On a continent where severe NCDs are mostly treated at tertiary hospitals, which are mainly in cities, this strategy to boost district-level capacity for early diagnosis and management of severe NCDs is a major step towards health equity, bringing care to rural communities.

I am also extremely pleased to share news about the launch of a new campaign by African health ministers, supported by WHO and partners, to curb Sickle Cell Disease. 

This is one of most common, yet least recognised illnesses in the Region. Like childhood tuberculosis, for instance, it has been pushed to the sidelines for too long. 

For Sickle Cell Disease, most African countries don’t have the resources to provide comprehensive care to patients. This is despite the availability of proven cost-effective interventions to prevent, diagnose early, and manage this condition.

As we’ve seen with COVID-19, the impact of sickle cell diseases extends well beyond health, posing significant economic and social costs for patients and their families. We can’t afford to continue ignoring the threat, so greater investments, and stronger collaboration and partnerships, need to be prioritised.

Childhood TB also doesn’t typically receive much attention, even though one in every three TB cases among children globally occurs in our Region. So, highlighting this fact in the minds of policymakers is imperative to facilitate timely diagnosis and treatment.
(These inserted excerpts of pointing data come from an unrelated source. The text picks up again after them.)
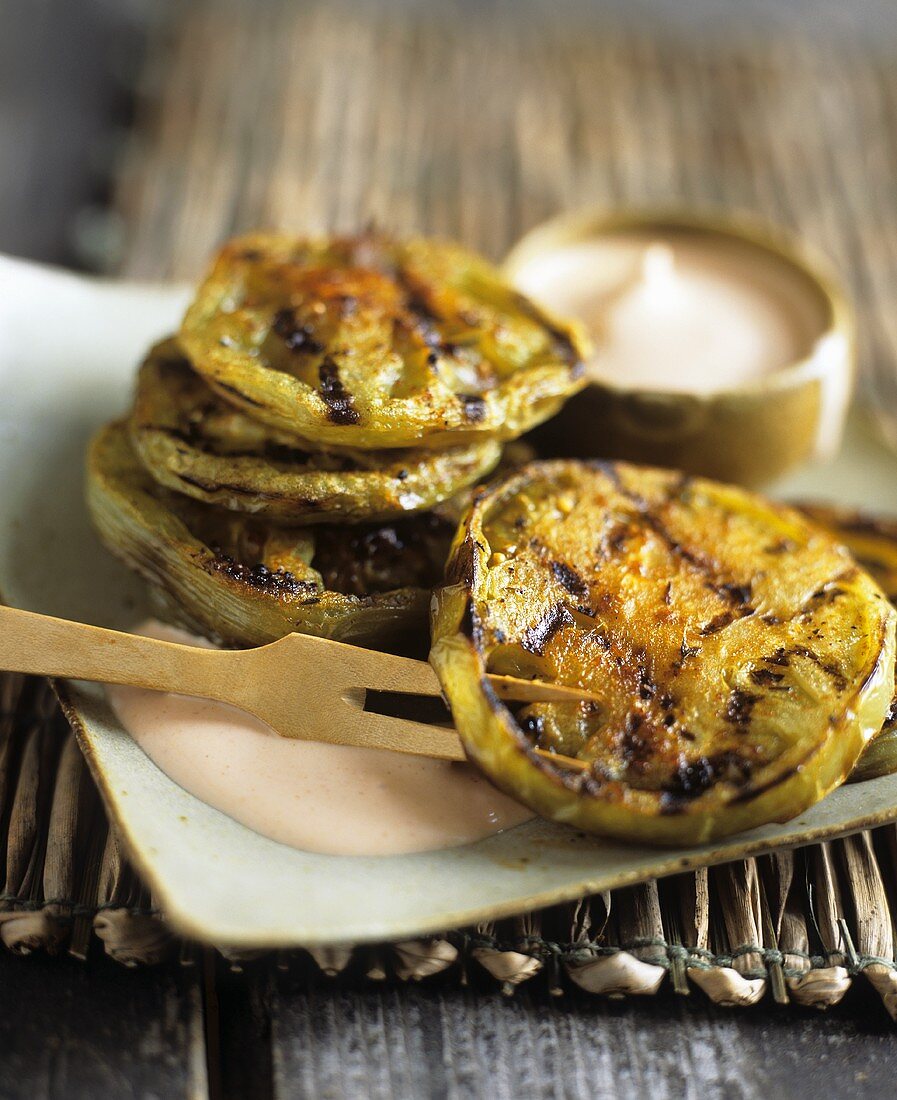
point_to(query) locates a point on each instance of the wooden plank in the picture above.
(343, 1040)
(74, 1031)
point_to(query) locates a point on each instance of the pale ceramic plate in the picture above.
(68, 348)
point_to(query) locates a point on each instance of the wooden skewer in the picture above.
(305, 688)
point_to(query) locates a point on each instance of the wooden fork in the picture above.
(304, 688)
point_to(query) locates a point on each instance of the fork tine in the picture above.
(379, 671)
(401, 735)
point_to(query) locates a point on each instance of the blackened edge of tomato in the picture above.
(537, 636)
(340, 403)
(568, 579)
(239, 394)
(473, 406)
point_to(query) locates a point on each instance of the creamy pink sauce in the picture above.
(319, 798)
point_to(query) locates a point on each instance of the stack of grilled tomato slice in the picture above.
(295, 454)
(302, 457)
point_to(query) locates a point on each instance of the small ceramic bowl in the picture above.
(750, 432)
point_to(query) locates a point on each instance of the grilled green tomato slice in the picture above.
(243, 581)
(195, 442)
(742, 657)
(372, 342)
(873, 543)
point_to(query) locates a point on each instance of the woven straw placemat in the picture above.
(478, 121)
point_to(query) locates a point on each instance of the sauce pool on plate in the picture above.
(319, 798)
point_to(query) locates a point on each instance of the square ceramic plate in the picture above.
(68, 349)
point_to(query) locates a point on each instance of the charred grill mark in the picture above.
(339, 402)
(613, 541)
(740, 707)
(695, 777)
(831, 670)
(735, 592)
(241, 397)
(462, 565)
(766, 678)
(473, 406)
(569, 580)
(647, 685)
(424, 319)
(469, 624)
(275, 582)
(296, 337)
(740, 594)
(829, 592)
(533, 725)
(635, 749)
(718, 623)
(537, 636)
(561, 341)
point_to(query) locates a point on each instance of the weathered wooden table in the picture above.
(473, 120)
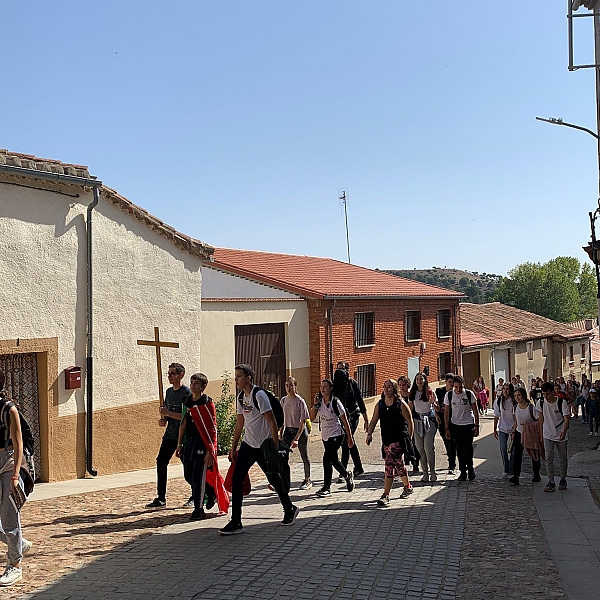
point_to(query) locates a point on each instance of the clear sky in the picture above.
(238, 122)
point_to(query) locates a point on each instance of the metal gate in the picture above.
(22, 386)
(263, 347)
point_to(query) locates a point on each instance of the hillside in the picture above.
(478, 287)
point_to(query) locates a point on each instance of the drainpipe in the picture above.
(96, 185)
(330, 312)
(89, 409)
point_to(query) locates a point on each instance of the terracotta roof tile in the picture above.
(28, 161)
(496, 323)
(322, 277)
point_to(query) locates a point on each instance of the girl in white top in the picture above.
(332, 421)
(504, 425)
(422, 401)
(523, 414)
(295, 414)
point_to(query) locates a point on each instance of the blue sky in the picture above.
(239, 122)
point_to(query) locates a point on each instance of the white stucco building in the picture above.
(144, 275)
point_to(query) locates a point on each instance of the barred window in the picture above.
(444, 323)
(444, 364)
(413, 325)
(365, 376)
(364, 329)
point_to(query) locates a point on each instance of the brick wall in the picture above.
(391, 351)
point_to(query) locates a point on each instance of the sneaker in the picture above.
(383, 501)
(291, 516)
(406, 492)
(26, 547)
(350, 481)
(232, 528)
(198, 515)
(210, 502)
(11, 575)
(157, 503)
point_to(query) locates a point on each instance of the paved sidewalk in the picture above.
(340, 547)
(571, 522)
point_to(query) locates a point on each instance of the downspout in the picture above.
(330, 312)
(96, 184)
(89, 360)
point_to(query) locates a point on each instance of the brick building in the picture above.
(383, 325)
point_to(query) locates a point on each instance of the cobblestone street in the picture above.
(481, 539)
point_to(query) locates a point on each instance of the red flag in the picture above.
(205, 419)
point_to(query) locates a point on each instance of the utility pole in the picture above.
(344, 200)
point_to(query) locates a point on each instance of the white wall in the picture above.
(141, 280)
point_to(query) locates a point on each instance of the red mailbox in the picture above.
(72, 378)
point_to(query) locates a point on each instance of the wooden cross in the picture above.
(158, 345)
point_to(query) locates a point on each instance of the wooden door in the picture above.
(263, 347)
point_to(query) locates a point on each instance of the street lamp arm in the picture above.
(554, 121)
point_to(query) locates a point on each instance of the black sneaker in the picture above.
(232, 528)
(350, 481)
(290, 517)
(198, 515)
(157, 503)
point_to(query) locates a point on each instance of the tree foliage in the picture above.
(562, 289)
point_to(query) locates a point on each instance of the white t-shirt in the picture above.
(330, 424)
(462, 411)
(553, 419)
(256, 426)
(523, 415)
(505, 415)
(421, 407)
(294, 411)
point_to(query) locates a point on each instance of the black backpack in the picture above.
(27, 471)
(275, 404)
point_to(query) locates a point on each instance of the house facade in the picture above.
(300, 315)
(70, 349)
(499, 341)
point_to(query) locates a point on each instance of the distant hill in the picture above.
(478, 287)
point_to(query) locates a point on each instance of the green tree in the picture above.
(558, 289)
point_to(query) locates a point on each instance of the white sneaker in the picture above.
(11, 575)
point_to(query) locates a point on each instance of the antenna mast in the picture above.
(344, 200)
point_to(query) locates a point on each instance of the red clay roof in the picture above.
(495, 323)
(316, 277)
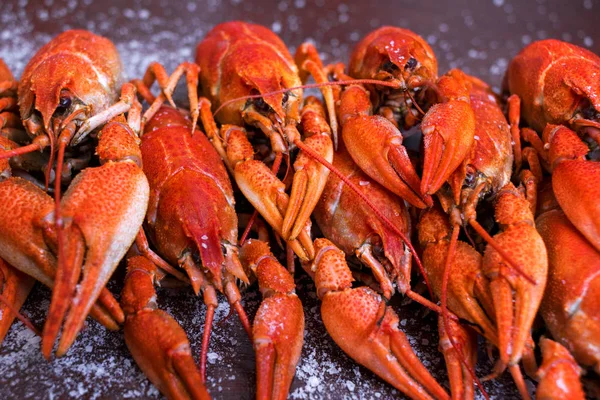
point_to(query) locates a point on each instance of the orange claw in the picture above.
(262, 188)
(28, 242)
(448, 131)
(310, 176)
(516, 300)
(375, 145)
(157, 342)
(461, 381)
(559, 374)
(571, 303)
(278, 328)
(359, 321)
(95, 242)
(574, 180)
(14, 288)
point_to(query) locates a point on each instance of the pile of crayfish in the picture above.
(495, 206)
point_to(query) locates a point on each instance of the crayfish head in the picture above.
(55, 93)
(395, 54)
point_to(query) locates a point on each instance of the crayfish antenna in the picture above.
(490, 240)
(210, 299)
(515, 371)
(364, 198)
(156, 341)
(67, 273)
(445, 314)
(278, 327)
(38, 144)
(394, 85)
(14, 289)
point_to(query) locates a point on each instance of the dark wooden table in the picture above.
(477, 36)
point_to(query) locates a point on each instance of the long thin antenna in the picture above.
(394, 85)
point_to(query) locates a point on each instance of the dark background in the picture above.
(477, 36)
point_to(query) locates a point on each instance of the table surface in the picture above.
(478, 36)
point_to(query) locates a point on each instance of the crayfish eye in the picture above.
(469, 179)
(410, 64)
(63, 105)
(389, 66)
(261, 105)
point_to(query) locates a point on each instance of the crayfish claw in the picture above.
(14, 289)
(157, 342)
(359, 321)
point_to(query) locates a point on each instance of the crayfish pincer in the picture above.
(68, 89)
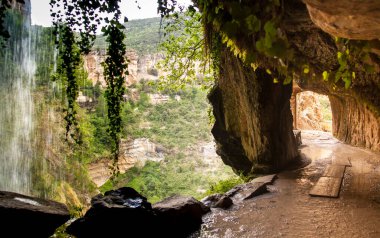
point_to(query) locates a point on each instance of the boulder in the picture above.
(24, 216)
(217, 201)
(179, 216)
(297, 135)
(125, 213)
(121, 212)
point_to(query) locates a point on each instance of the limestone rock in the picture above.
(111, 213)
(253, 121)
(138, 66)
(255, 187)
(297, 134)
(180, 215)
(309, 112)
(125, 213)
(24, 216)
(132, 153)
(217, 200)
(353, 19)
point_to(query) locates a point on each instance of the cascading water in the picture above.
(17, 69)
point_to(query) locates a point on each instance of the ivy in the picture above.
(115, 69)
(76, 24)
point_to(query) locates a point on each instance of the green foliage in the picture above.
(68, 63)
(178, 174)
(175, 124)
(115, 69)
(142, 35)
(184, 53)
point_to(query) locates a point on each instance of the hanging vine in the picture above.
(115, 69)
(76, 24)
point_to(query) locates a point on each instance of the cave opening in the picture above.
(311, 111)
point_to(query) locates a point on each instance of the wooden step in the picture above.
(329, 184)
(327, 187)
(335, 171)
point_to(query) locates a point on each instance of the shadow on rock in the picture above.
(126, 213)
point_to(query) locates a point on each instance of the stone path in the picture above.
(288, 210)
(329, 184)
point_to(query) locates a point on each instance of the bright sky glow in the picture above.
(41, 10)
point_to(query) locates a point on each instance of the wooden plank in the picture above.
(335, 171)
(268, 179)
(341, 161)
(327, 187)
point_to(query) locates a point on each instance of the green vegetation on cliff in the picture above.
(142, 35)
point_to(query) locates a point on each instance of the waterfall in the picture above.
(17, 69)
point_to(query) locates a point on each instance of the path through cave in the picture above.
(288, 210)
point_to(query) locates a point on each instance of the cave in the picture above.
(251, 105)
(311, 111)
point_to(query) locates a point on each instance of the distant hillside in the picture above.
(143, 35)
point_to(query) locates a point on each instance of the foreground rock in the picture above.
(24, 216)
(217, 201)
(110, 214)
(180, 215)
(125, 213)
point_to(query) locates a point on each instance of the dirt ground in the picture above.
(288, 210)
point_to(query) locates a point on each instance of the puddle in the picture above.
(289, 211)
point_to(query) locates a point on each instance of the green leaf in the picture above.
(253, 24)
(287, 80)
(325, 75)
(306, 69)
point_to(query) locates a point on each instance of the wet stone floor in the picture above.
(288, 210)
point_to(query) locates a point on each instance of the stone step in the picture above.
(335, 171)
(329, 184)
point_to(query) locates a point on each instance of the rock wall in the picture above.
(132, 153)
(348, 105)
(309, 114)
(355, 123)
(139, 67)
(253, 127)
(353, 19)
(253, 120)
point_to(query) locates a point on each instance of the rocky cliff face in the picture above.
(309, 112)
(139, 67)
(132, 153)
(356, 111)
(253, 125)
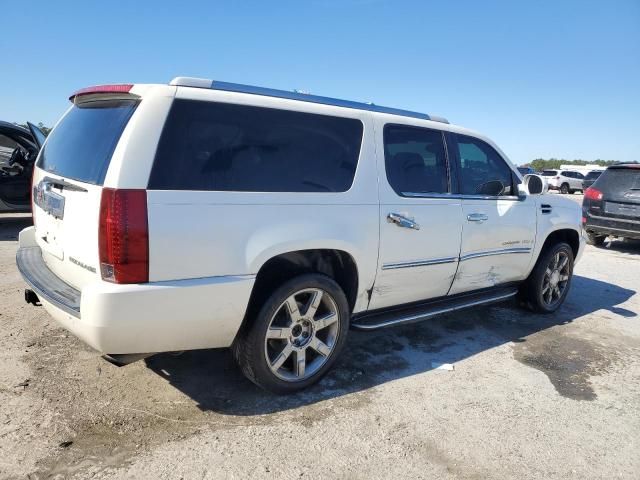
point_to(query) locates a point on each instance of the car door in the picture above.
(18, 152)
(499, 227)
(420, 220)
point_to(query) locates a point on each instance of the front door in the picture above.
(499, 227)
(420, 221)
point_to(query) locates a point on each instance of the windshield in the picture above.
(81, 145)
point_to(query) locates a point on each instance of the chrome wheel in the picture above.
(302, 334)
(555, 278)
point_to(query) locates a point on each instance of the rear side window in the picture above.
(81, 145)
(481, 168)
(620, 181)
(227, 147)
(415, 160)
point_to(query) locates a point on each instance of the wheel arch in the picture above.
(338, 264)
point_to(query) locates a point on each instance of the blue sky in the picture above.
(542, 78)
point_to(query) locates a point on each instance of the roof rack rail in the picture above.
(297, 95)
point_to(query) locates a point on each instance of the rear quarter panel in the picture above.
(196, 234)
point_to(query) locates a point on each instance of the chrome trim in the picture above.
(477, 217)
(402, 221)
(488, 253)
(613, 219)
(296, 95)
(419, 263)
(433, 313)
(458, 196)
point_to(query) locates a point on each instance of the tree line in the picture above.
(540, 164)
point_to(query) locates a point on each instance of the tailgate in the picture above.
(67, 186)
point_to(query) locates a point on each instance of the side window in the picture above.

We’ve learnt from monkeypox that we must cannot afford to ignore diseases common in Africa until they make headlines elsewhere. 

So, while there are considerably fewer confirmed cases of monkeypox in Africa, compared to other geographical regions, we must not relax. There is a need to scale up the response, and readiness capacity, to ensure optimal detection of cases.

As WHO, we reiterate our appeal to countries to focus their response efforts on raising awareness, surveillance, infection prevention and control, and supportive management for positive cases. This is extremely important, considering that no monkeypox vaccines or antivirals are yet available in African countries.

We’ve had 406 confirmed cases, and seven deaths across 11 African countries, with the Democratic Republic of Congo and Nigeria continuing to account for most, or about 80%, of cases.

So, we are currently mapping availability of existing monkeypox vaccine supplies, and planned production, assessing needs. And our Headquarters colleagues are making an appeal for these to become available in the Region. 

In the DRC, WHO teams are on the ground in Beni in North Kivu, supporting the country’s efforts to vaccinate those at high risk of Ebola Virus Disease, and an initial 200 doses that have been made available arrived in Beni. We believe the  vaccination campaign started this morning.

Health authorities declared a resurgence of Ebola on Monday, following confirmation of one case in Beni. Analysis showed that the case is genetically linked to the 2018-2020 outbreak of Ebola in that country. 

So finally, for COVID-19, many countries are making impressive progress towards very high coverage rates among priority groups, especially health workers and people older than 50 years, who are at higher risk for severe illness and death.

But there is still much to be done, and I need to stress that the COVID-19 threat is far from over. As WHO, we continue to push for service delivery strategies that focus on high-priority groups in countries where fewer than 30% of the population is vaccinated.

We firmly believe that it is possible for African countries to catch up with the rest of the world, if we take vaccination services to the people, through mobile and outreach teams, and the establishment of dedicated vaccination teams.

So to end, I’d like to thank you all very much for joining us. Merci Monsieur le Ministre, and thank you Madam Minister for having joined us, and I very much look forward to what I am sure will be a very interesting discussion today.